Four candidates vie for attorney general in Thursday primary
Democratic primary voters on Thursday have a choice of four candidates for state attorney general after former AG Eric Schneiderman resigned in May over allegations he physically abused several women that he dated.
Zephyr Teachout, a Fordham Law professor and 2014 Democratic candidate for governor, has focused her left-leaning campaign on fighting President Donald Trump and his administration. She said the country is in the midst of a "democratic and constitutional crisis" and the New York attorney general’s post is the "most important legal office in the country right now."
"I believe and I know, and I feel it this year, that New York state is really on the verge of major change," Teachout said.
Teachout also wants to investigate allegations of corruption in state government.
In 2018, several former associates of Gov. Andrew Cuomo were convicted of bribery and bid-rigging, and two former legislative leaders were convicted in retrials on corruption charges.
Teachout said if she’s elected, she’ll immediately look at recent actions by Cuomo and his office. They include former top aide Joe Percoco’s use of state offices while he was on leave to run the governor’s 2014 election campaign, and whether Cuomo sacrificed public safety and prematurely opened the new Mario Cuomo Bridge for political reasons.
Teachout also would seek authority to pursue all sexual harassment cases in state government.
"Right now we need a permanent referral to look into both civil and criminal violations of sexual misconduct," she said. "We’re in emergency status."
New York City Public Advocate Tish James has the backing of the state Democratic Party and Cuomo, as well as several major unions. Her opponents question whether James could be truly independent of the governor. She’s said repeatedly that she would.
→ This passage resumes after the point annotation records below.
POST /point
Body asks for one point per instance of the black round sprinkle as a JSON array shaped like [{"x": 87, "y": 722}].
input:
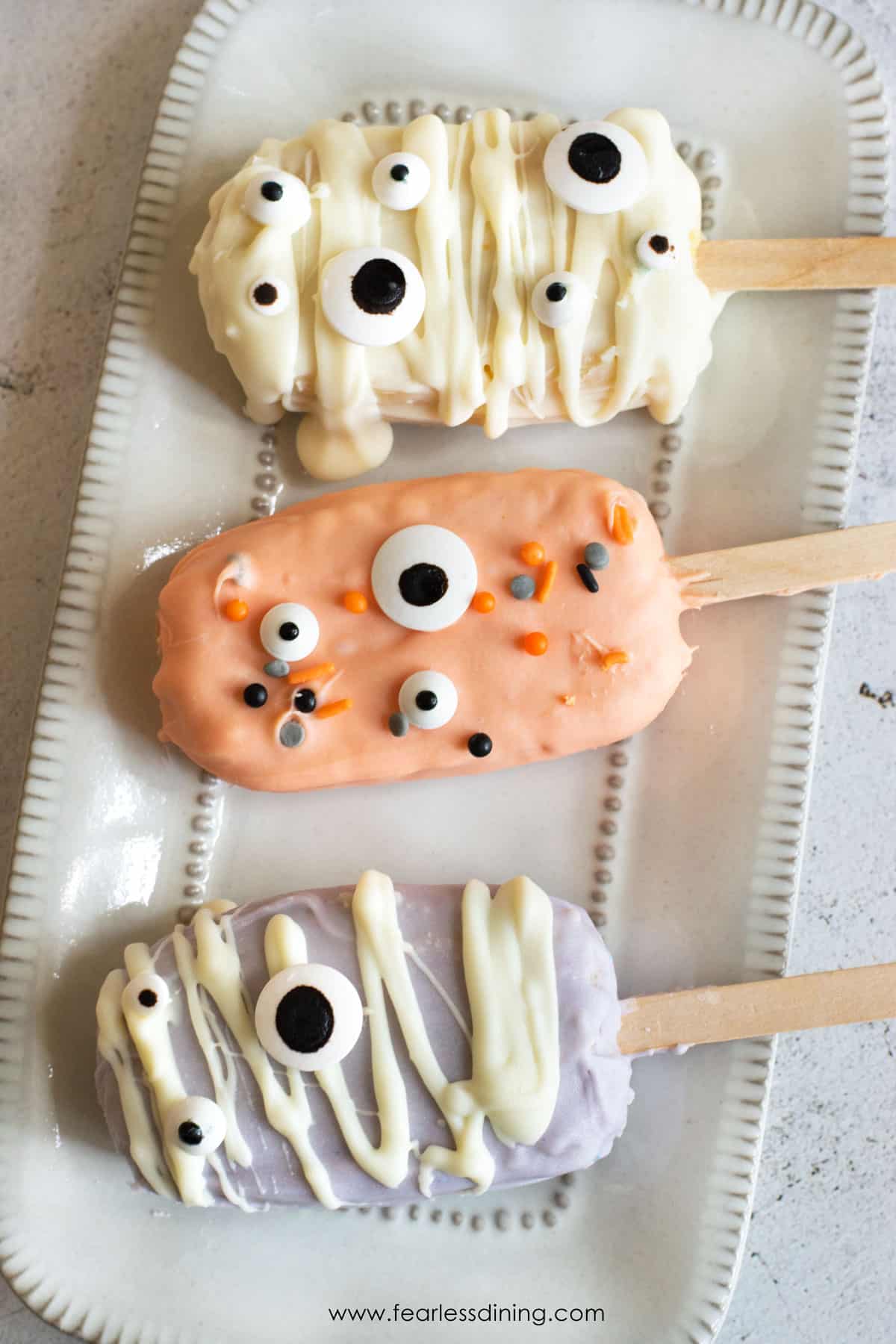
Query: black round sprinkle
[
  {"x": 379, "y": 287},
  {"x": 588, "y": 578},
  {"x": 594, "y": 158},
  {"x": 422, "y": 585},
  {"x": 304, "y": 1019},
  {"x": 190, "y": 1133}
]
"I’ve been and independent all my life," James said. "Although the governor may have a strong personality, I’ve got an even stronger personality."
James also said fighting Republican policies in Washington and rooting out corruption in state government is important. She said she’d try to revamp the troubled state ethics commission, and would ask the Legislature for greater powers to pursue corruption cases.
James, a former New York City Council member who got her start working for the Legal Aid Society, also would like to improve consumer protections and tenants’ rights, strengthen New York’s rent regulations and protect immigrants affected by Trump administration policies.
James is one of two African-American women running in the race. If either she or Leecia Eve, an attorney from Buffalo, were elected, the winner would become the first black woman to be attorney general in New York.
Eve, who is a vice president for Verizon, has worked for prominent Democrats, including Joe Biden, where she helped craft the Violence Against Women Act. She also was Cuomo’s chief economic development adviser from 2011 to 2013. She was appointed by the governor as a commissioner to the Port Authority of New York & New Jersey, and she continues to hold that post.
Eve also believes she would be an independent attorney general. And, she said, as the daughter of prominent former Assemblyman Arthur Eve, she’s appalled by the corruption in state government.
"We’re the poster child in the country for corruption," Eve said.
But Eve said she does not hold Cuomo personally responsible, and she’s backing the governor in his primary race. She said if elected, she’d also combat the Trump administration and return to an earlier role of the attorney general’s office as the "Sheriff of Wall Street."
"The last thing that we need are corporations, whether within the financial services industry or outside of it, that are taking New Yorkers for a ride," Eve said. "I would proudly wear the label of being the ‘Sheriff of Wall Street.’ "
Hudson Valley Congressman Sean Patrick Maloney, who is narrowly the front-runner in the polls, was a senior adviser in the Clinton White House. He also worked in the administrations of former New York Govs. Eliot Spitzer and David Paterson. Maloney, like the other candidates, believes the next attorney general must address corruption in state government.
"Public corruption is killing our state, and we need to hit it with a sledgehammer," Maloney said. "And the attorney general can be part of the solution."
Maloney, like Eve, said he does not believe the corruption is entirely the governor’s fault and noted that "there’s more than enough blame to go around." But he said Cuomo made a "terrible mistake" when the governor shut down a Moreland Act Commission on corruption before it finished its work. And he said he believes it’s time for term limits for state elected officials.
Maloney said he’d use the state’s Martin Act to go after potential wrongdoing in the financial industry. He also wants to pursue legal action against the Trump administration. And he said he’d find a way to force Trump to release his tax returns through the ongoing attorney general’s office investigation of the Trump Foundation.
"But I think they are coming out sooner or later; they sure as hell ought to," Maloney said. "It’s outrageous that it’s going to take this kind of effort to get this kind of disclosure we should have had from the get-go."
Maloney said the state should pass a law requiring that all presidential candidates who want to be on the ballot in New York must release their taxes.
Maloney also is running for re-election to his congressional seat for a fourth term. If he wins the primary Thursday, he would be the first openly gay state attorney general and statewide elected official.
In a Siena College poll this week, Maloney had the support of 25 percent of likely Democratic voters, James had 24 percent, and Teachout had 18 percent. Eve trails at 3 percent.
But 30 percent are still undecided, making it a wide-open race.